Kasat Reskrim Polres Tanjungpinang, AKP Rio Reza Parindra. F.Yusnadi Nazar / Batam Pos

PRO PINANG – Polres Tanjungpinang mengamankan 12 siswa yang diduga melakukan pelemparan batu dan perusakan pos jaga Dewan Perwakilan Rakyat Daerah (DPRD) Kepri, Jumat (9/10).

Kasat Reskrim Polres Tanjungpinang, AKP Rio Reza Parindra mengatakan aksi perusakan yang dilakukan oleh 12 siswa Sekolah Menengah Atas (SMA) di Tanjungpinang ini, terekam kamera pengintai di Kantor DPRD Kepri.

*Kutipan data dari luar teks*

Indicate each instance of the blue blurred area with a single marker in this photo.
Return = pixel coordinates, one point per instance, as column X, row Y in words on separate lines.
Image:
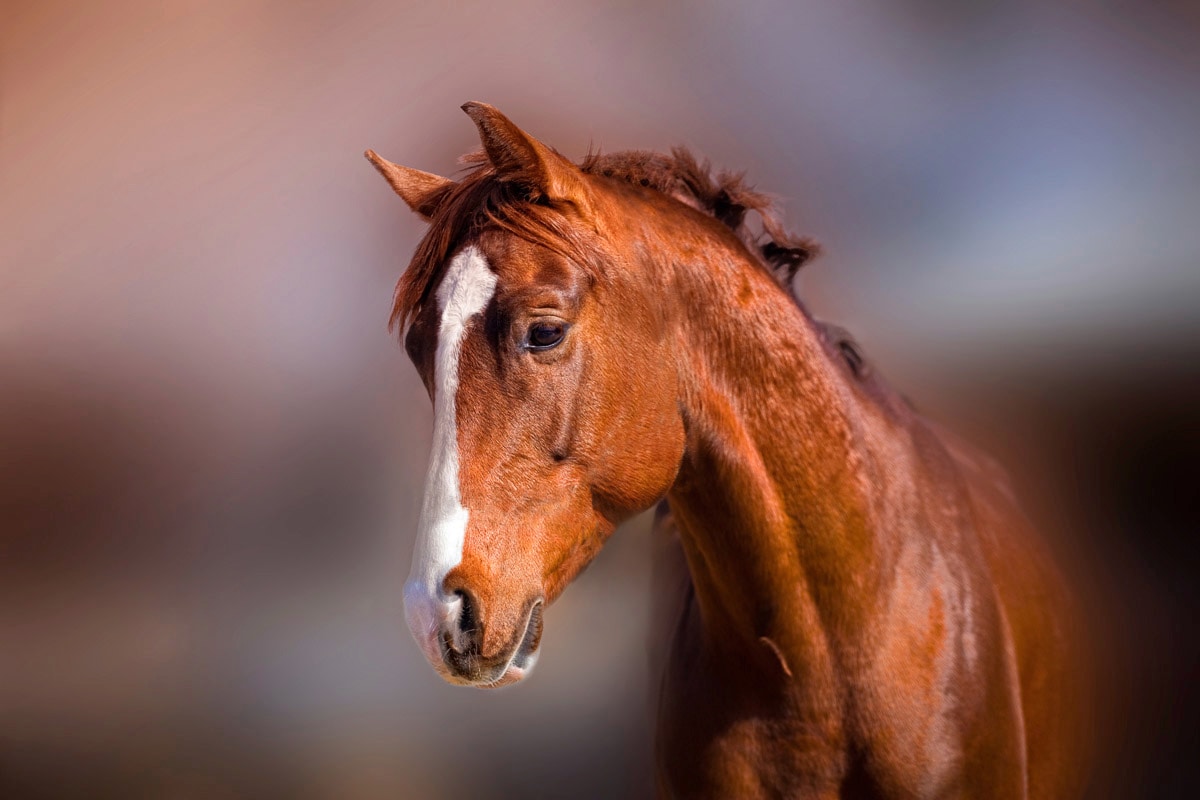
column 211, row 450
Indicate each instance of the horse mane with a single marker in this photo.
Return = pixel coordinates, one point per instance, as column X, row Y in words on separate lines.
column 725, row 197
column 481, row 199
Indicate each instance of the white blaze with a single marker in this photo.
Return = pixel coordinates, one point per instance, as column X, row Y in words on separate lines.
column 466, row 290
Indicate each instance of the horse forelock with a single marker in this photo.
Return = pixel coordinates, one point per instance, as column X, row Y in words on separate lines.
column 480, row 199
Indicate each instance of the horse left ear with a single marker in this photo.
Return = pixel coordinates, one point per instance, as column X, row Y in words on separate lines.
column 423, row 192
column 520, row 158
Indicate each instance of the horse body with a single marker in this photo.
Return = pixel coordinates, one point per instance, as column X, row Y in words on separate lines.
column 865, row 614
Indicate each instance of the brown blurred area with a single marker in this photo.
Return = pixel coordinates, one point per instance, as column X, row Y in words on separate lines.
column 211, row 450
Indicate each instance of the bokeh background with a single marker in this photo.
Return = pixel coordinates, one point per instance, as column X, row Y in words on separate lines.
column 211, row 450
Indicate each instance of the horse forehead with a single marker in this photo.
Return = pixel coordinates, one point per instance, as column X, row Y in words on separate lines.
column 520, row 265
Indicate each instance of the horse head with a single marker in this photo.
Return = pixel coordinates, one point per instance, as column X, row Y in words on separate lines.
column 553, row 386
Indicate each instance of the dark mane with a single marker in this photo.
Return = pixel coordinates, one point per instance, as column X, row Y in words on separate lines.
column 724, row 196
column 481, row 199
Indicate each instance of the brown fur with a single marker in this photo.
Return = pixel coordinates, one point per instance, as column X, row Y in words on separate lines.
column 867, row 613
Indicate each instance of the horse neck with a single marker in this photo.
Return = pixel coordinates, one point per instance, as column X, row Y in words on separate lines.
column 783, row 477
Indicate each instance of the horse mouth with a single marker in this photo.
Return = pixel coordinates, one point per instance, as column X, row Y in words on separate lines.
column 469, row 668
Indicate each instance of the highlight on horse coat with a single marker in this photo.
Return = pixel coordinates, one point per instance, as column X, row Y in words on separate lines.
column 865, row 609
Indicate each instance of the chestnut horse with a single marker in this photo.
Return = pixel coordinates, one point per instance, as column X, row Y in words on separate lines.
column 865, row 612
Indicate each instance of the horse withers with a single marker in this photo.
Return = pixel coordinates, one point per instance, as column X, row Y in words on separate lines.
column 865, row 613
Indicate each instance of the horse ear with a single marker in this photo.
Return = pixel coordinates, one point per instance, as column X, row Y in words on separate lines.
column 423, row 192
column 521, row 158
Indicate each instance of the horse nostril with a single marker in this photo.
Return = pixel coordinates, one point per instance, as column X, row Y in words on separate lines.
column 468, row 621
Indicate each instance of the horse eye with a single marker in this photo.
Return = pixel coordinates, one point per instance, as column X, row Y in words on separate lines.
column 544, row 336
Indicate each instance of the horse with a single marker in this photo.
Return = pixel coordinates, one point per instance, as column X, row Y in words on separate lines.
column 864, row 609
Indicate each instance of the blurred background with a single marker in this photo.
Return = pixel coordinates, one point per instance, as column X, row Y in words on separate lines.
column 211, row 450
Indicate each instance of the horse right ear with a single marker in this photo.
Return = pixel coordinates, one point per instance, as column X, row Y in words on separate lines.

”Mereka menggunakan enam motor sambil melempar batu ke pos jaga lalu kabur,” terang Rio, Sabtu (10/10).

Adapun motif dan alasan siswa melakukan perusakan karena terbawa suasana aksi unjuk rasa mahasiswa tolak Omnibus Law Cipta Kerja yang berlangsung sehari sebelum perusakan.

Tindakan tersebut sangat disayangkan, sebab menimbulkan kerugian pihak DPRD Kepri. ”Mereka terbawa suasana saja, tidak ada diperintah oleh oknum lain,” jelas Rio.

Setelah diperiksa, 12 siswa diberikan teguran dan pembinaan oleh polisi agar tidak mengulangi perbuatan yang sama ke depannya. ”Mereka sudah dipulangkan dan berjanji tidak akan berbuat hal yang sama kembali,” kata Kasat. (*/odi/jpg)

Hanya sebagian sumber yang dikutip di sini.